Your instructor expects that you know about

permutations &

combinations.

If you study the two webpages I listed above then you will how those are related to counting problems.

$_n\mathcal{P}_k=\dfrac{n!}{(n-k)!}$ permutations are about

**order** in arrangements.

$_n\mathcal{C}_k=\dbinom{n}{k}=\dfrac{n!}{(k!)(n-k)!}$ combinations are about

**content** of arrangements.

There are twenty-six letters in the English alphabet. How many ten letter "words" have all letters different.

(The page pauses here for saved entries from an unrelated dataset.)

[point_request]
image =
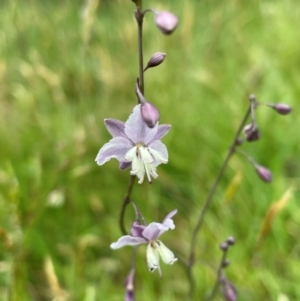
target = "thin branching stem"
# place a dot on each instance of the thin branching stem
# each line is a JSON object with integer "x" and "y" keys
{"x": 139, "y": 16}
{"x": 219, "y": 277}
{"x": 126, "y": 201}
{"x": 231, "y": 151}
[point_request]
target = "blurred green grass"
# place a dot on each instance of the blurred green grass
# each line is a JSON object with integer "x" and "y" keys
{"x": 63, "y": 69}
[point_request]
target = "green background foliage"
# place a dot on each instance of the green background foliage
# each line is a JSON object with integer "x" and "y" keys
{"x": 67, "y": 65}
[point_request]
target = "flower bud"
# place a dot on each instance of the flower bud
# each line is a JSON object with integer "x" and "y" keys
{"x": 263, "y": 173}
{"x": 224, "y": 246}
{"x": 230, "y": 240}
{"x": 150, "y": 114}
{"x": 166, "y": 22}
{"x": 252, "y": 98}
{"x": 282, "y": 108}
{"x": 225, "y": 263}
{"x": 229, "y": 291}
{"x": 129, "y": 286}
{"x": 252, "y": 133}
{"x": 155, "y": 60}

Well that is about order: $_{26}\mathcal{P}_{10}=\dfrac{26!}{(26-10)!}=19275223968000$

How many ten letter subsets are there? Well that's about content" $_{26}\mathcal{C}_{10}=\dbinom{26}{10}=\dfrac{26!} {(10!)(16)!}=5311735$

For the Newton's binom: $\displaystyle {(a + b)^n} = \sum\limits_{k = 0}^n {\left( {\begin{array}{*{20}{c}} n\\ k \end{array}} \right){a^{n - k}}{b^k}} $

Using above if $a=1~\&~b=1$ we get the really interesting result: $\displaystyle {2^n} = \sum\limits_{k = 0}^n {\left( {\begin{array}{*{20}{c}} n\\ k \end{array}} \right)} $ which happens to be the number of subsets on any set containing $n$ elements.

Thus there are a total of $2^{26}$ subsets of the English alphabet.